Wednesday, June 28, 2017

Should It Stay or Should It Go? Get in That Pickup and Drive!



Aside from two fully employed adults, our home houses several thousand books.  Because we don’t practice the “one in, one out” philosophy in acquiring them, the books overfill the shelves and are stacked on flat surfaces around our home. Yet, I often can’t resist picking up another book I haven’t read from the 25 cent table at my favorite book store or a pile at a library sale. Thus this series, “Off My Shelf,” where I take a book from a shelf or a pile, read (or reread it) and decide whether it stays or goes.

It’s irritating to open a book on a weekend afternoon expecting a light, romantic escape to find instead a dour literary novel with a disconcerting habit of bouncing around from one point of view and verb tense to another.
Such a novel is Girls in Trucks by Katie Crouch.

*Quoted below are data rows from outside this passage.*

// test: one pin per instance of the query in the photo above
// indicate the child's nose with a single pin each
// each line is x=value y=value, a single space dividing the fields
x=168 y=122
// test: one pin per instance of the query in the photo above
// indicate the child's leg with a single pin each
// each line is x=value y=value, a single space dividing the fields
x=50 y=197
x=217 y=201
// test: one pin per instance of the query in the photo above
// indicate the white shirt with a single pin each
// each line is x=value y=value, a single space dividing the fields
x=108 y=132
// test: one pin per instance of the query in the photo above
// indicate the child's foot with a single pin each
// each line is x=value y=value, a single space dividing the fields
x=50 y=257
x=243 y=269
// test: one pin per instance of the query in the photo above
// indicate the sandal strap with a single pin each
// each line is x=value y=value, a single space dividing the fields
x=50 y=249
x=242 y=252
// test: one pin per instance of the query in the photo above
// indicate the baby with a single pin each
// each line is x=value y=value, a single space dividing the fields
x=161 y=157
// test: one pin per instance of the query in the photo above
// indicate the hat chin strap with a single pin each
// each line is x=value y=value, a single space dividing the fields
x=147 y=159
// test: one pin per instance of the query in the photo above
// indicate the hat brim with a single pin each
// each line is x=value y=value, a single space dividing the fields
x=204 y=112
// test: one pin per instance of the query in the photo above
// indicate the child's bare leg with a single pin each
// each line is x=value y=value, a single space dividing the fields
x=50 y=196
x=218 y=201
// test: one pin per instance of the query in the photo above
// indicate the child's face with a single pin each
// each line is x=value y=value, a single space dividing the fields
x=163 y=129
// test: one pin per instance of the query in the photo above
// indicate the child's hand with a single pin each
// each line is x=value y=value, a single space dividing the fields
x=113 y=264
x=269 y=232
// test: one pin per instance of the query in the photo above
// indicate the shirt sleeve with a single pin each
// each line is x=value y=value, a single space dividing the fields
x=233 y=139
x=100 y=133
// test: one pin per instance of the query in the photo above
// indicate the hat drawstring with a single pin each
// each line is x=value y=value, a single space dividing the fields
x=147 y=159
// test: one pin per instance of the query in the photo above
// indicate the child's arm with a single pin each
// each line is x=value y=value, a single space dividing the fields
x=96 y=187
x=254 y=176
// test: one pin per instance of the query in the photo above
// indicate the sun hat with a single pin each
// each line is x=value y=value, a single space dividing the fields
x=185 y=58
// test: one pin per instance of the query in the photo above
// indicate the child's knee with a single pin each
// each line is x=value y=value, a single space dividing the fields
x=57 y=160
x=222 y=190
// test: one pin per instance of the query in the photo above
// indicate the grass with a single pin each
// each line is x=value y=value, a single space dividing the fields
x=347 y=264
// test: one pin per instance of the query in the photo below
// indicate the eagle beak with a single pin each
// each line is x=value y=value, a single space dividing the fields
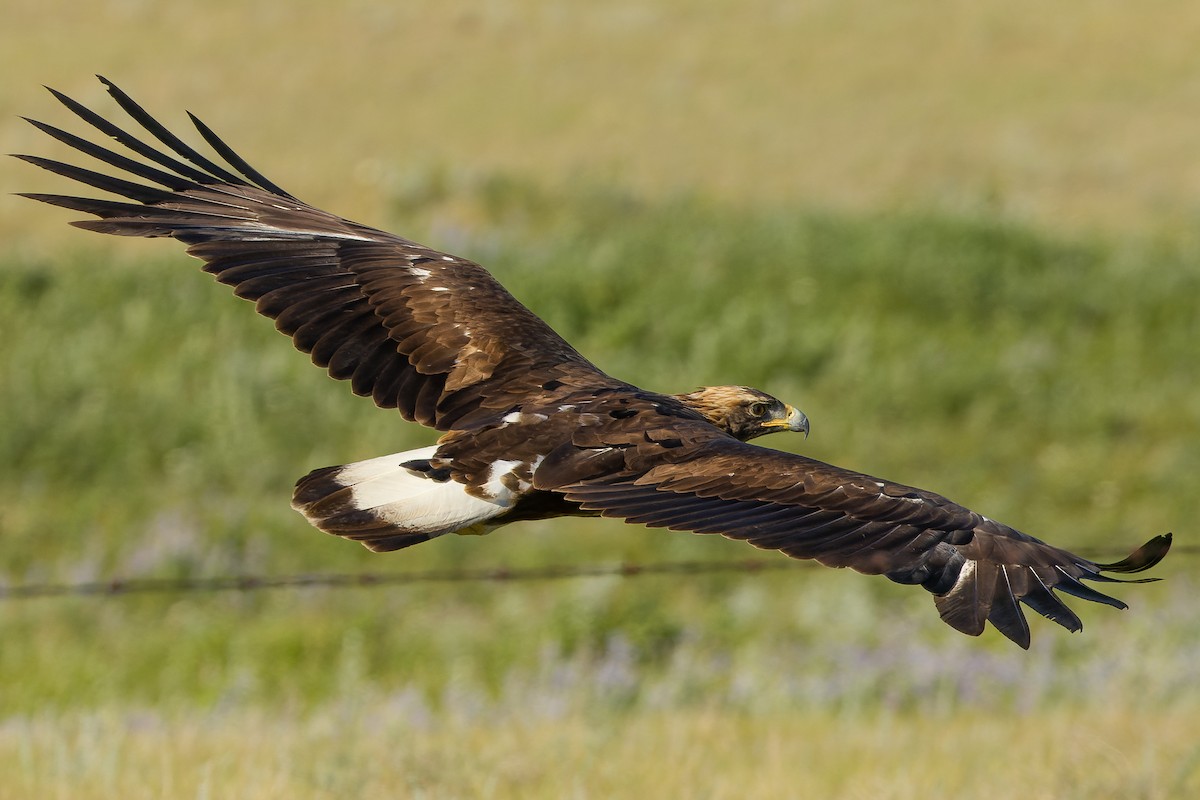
x=795 y=421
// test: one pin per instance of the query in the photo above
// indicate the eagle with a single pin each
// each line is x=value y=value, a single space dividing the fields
x=531 y=428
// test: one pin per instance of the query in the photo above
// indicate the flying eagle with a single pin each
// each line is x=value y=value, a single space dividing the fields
x=532 y=428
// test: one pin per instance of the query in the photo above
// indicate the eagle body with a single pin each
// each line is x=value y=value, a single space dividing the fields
x=529 y=428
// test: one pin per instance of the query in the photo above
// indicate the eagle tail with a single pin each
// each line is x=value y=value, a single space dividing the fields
x=391 y=501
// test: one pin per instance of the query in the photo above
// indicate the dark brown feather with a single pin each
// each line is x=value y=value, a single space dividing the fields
x=411 y=328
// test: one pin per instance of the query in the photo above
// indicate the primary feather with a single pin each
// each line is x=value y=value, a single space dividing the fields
x=532 y=428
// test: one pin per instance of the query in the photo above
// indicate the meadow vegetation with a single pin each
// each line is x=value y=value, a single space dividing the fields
x=154 y=426
x=972 y=277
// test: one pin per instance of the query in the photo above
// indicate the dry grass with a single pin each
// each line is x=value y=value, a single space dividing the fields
x=371 y=747
x=1065 y=115
x=1068 y=116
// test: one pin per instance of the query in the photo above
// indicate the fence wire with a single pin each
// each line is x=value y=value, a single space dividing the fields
x=117 y=587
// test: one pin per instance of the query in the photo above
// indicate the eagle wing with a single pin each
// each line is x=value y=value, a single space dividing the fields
x=432 y=335
x=696 y=479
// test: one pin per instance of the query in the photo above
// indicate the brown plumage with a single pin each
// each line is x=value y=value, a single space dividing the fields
x=532 y=428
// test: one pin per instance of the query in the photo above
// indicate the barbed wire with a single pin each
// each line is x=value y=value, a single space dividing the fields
x=114 y=587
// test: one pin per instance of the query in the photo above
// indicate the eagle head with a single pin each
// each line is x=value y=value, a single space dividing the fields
x=744 y=413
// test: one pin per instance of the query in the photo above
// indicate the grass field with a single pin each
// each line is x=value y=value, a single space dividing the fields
x=970 y=259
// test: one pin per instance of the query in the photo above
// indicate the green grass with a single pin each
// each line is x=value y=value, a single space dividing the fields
x=154 y=426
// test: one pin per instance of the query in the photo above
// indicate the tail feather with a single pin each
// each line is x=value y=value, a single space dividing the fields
x=387 y=505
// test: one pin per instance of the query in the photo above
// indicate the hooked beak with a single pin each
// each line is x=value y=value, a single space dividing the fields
x=795 y=421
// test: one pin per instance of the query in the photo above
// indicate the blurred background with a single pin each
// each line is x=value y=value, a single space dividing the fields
x=961 y=238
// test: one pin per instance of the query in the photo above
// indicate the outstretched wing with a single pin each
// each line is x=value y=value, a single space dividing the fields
x=426 y=332
x=702 y=481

From the description of Sarah, the main character, as "one of the funniest and most sympathetic literary heroines in years" and Crouch's wry opening description of Sarah’s Cotillion experience, I thought I was going to read a light novel about a plucky Southern girl who gets the wind knocked out of her up North and goes home to recover. Maybe there would be some romance? Indeed, the blurbs on the book jacket promised a charming book from a writer who was “damn funny”.
I feel punk’d.
Crouch does a fine job in the early chapters as Sarah suffers the indignities of the Cotillion, the training ground where Charleston girls become Charleston women.  She deftly contrasts the two sisters, Sarah and Eloise, who struggle to escape ‘yokel land’.
However, the tone changes about a quarter of the way through the book, the point of view turns from first person to third and the tense from past to present for a chapter. When the author returns to first person past tense, Sarah gets involved in a relationship that leaves her both psychically and physically battered and the whole book takes a shrieking turn into territory I was not ready to travel.

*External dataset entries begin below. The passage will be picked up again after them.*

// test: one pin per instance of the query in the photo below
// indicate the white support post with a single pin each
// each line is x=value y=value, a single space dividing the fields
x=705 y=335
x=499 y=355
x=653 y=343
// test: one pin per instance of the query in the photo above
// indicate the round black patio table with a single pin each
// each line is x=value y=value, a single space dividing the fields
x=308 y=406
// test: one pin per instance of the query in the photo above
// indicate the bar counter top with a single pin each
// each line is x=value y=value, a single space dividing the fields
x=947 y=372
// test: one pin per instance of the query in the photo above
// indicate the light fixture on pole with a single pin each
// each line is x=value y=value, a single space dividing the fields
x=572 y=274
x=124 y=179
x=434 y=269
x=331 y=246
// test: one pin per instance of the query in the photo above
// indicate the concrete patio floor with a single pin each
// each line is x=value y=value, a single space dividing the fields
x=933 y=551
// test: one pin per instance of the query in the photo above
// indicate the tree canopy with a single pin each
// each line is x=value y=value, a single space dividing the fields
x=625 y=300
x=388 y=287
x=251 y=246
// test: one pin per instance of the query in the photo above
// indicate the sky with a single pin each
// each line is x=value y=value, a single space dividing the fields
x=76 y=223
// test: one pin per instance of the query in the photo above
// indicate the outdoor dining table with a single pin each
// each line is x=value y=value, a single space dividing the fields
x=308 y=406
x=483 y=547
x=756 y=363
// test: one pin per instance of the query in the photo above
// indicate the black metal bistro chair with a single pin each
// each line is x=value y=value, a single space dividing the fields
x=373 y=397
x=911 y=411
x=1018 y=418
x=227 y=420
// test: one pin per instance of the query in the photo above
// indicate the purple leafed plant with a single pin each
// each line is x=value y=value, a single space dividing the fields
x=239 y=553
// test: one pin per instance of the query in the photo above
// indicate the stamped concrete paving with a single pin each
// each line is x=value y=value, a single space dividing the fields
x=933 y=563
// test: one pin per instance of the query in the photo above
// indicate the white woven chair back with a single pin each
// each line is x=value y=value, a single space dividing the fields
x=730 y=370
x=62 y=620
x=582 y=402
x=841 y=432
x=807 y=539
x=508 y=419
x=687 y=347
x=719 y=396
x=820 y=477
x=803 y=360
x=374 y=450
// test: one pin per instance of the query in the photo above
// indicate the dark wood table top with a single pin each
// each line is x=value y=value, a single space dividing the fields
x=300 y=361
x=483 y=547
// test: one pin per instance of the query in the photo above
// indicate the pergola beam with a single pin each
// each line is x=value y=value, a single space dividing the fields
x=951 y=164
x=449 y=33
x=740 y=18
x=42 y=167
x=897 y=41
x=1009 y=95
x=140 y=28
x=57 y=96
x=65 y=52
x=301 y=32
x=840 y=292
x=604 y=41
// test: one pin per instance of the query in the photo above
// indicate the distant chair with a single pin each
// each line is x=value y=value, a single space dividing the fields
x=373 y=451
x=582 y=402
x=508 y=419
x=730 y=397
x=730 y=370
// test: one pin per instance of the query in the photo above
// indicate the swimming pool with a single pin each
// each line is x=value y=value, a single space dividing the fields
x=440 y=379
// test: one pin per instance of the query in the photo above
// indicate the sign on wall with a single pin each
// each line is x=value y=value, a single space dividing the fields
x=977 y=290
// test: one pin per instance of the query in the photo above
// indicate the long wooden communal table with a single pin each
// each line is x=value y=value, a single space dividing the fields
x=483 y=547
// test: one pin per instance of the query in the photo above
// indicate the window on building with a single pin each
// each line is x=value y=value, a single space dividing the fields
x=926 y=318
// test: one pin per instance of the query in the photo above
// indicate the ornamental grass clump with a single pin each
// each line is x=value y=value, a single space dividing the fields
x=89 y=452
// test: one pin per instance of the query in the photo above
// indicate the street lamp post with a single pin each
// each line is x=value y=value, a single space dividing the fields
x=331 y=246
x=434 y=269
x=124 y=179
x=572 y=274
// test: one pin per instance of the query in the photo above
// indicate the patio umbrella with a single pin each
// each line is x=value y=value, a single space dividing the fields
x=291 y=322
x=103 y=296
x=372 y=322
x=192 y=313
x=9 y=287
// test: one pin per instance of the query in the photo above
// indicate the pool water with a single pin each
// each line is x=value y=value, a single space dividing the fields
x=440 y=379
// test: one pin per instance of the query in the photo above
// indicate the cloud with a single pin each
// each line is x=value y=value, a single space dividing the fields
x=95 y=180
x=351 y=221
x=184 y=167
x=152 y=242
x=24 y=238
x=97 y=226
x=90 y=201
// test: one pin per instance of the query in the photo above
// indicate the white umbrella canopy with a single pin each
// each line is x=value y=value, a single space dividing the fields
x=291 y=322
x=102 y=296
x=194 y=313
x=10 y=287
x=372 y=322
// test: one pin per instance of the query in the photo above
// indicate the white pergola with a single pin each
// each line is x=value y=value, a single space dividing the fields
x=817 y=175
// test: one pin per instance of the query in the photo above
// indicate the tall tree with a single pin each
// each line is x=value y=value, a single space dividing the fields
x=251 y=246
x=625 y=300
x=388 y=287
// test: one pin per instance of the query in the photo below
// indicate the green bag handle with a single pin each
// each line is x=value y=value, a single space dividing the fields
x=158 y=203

As the novel progresses, the author switches among not only different points of view but point of view characters as well to tell what is primarily Sarah's story. This tactic does illuminate some of Sarah's experience, but at the end of the novel I am still puzzled as to why Sarah made the choices she did and I end up not caring that much about her at all.
If I don't engage with the character, if I don't enjoy the story, if none of the words are notable enough to add to my commonplace book---it's three strikes and this one is out.